Jenn reposa sa tasse et demanda :

- Tu as mentionné une traduction, Mummy. Qu'en est-il ?

- Le journal est écrit en français, car Héloïse était française, répondit la vieille dame.

- Hé ! s'exclama Sam. Si cela se trouve, Micky, tu as double sang français dans les veines ! Du vieux et du récent.

- Peut-être que oui, en effet, répondit-il. Mais nous ne sommes sûrs de rien, pour le moment.

- Ce serait quand même la classe d'être des descendants directs d'un laird... dit encore Sam avec une moue admirative. Tu pourrais peut-être récupérer le titre !

- Je ne sais pas ce que j'en ferais ! rit Mickaël.

- Lady Maureen Graham MacLeod d'Inverie. Ca aurait du style, non ?

- Juste un peu pompeux, répondit Maureen en souriant. Mais plus sérieusement, cette histoire est passionnante.

- Et on comprend que vous vous y plongiez ! dit Jenn.

- Il y avait aussi d'autres trésors dans la malle, fit remarquer Mummy. Dont plusieurs tartans que nous cherchons à identifier. Ils ressemblent à ceux des MacLeod de Skye, mais avec des nuances cependant.

- Il y avait aussi un pistolet, une bague et... des portraits, compléta Maureen.

- Les portraits d'Héloïse et de Kyrian, précisa Mickaël.

- On peut les voir ? demanda Sam toujours prêt à faire son curieux.

- Ils se trouvent à Glasgow, ma mère les a confiés à un restaurateur, car le papier était un peu piqué.
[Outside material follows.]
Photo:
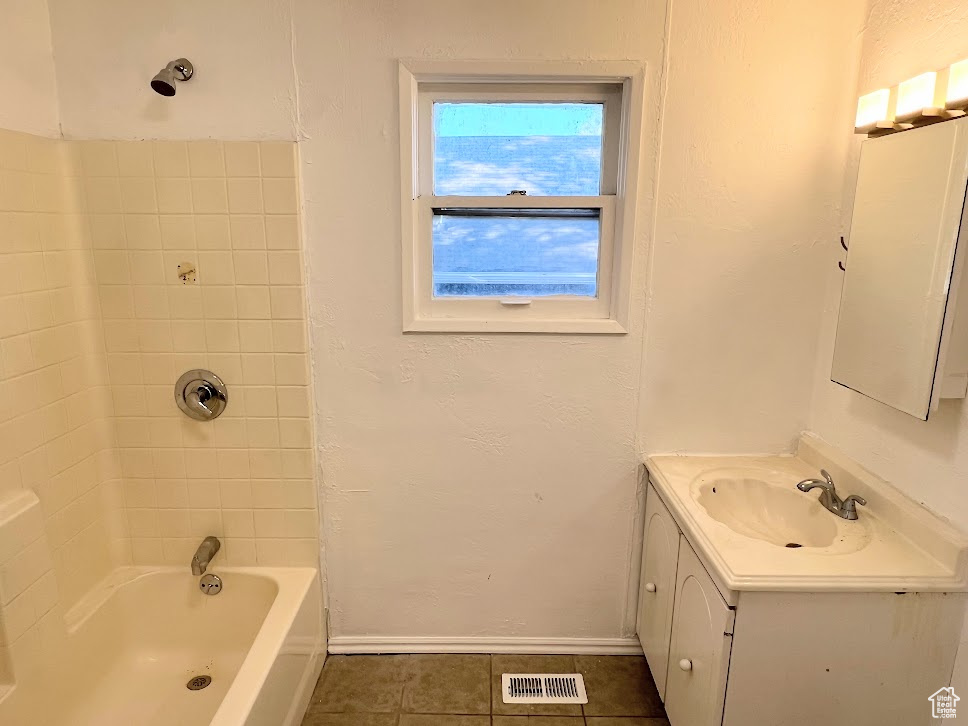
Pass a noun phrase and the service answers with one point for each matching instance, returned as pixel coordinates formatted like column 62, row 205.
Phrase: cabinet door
column 657, row 586
column 701, row 641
Elle devrait bientôt les récupérer et nous les ramener.

- Je serais vraiment curieux de les voir.

- En attendant, je peux te montrer un tartan, si tu veux, dit Maureen.

- Volontiers.

Et Maureen se rendit à l'étage et en redescendit un des tissus qu'elle avait lavé et soigneusement repassé.

- Belle facture, dit Jenn. Il n'est pas abîmé.

- Les autres non plus. Nous en avons conclu qu'ils avaient été très peu portés, fit Maureen.

- Ce n'est pas étonnant, dit Sam. S'ils ont été fabriqués à la période du journal, il était interdit de porter le tartan après la défaite. Les Anglais avaient trop peur que les Ecossais séduisent leurs femmes avec leurs belles couleurs ! Ou qu'elles aient pitié alors qu'on les conduisait à l'échafaud... et qu'elles réclament leur grâce !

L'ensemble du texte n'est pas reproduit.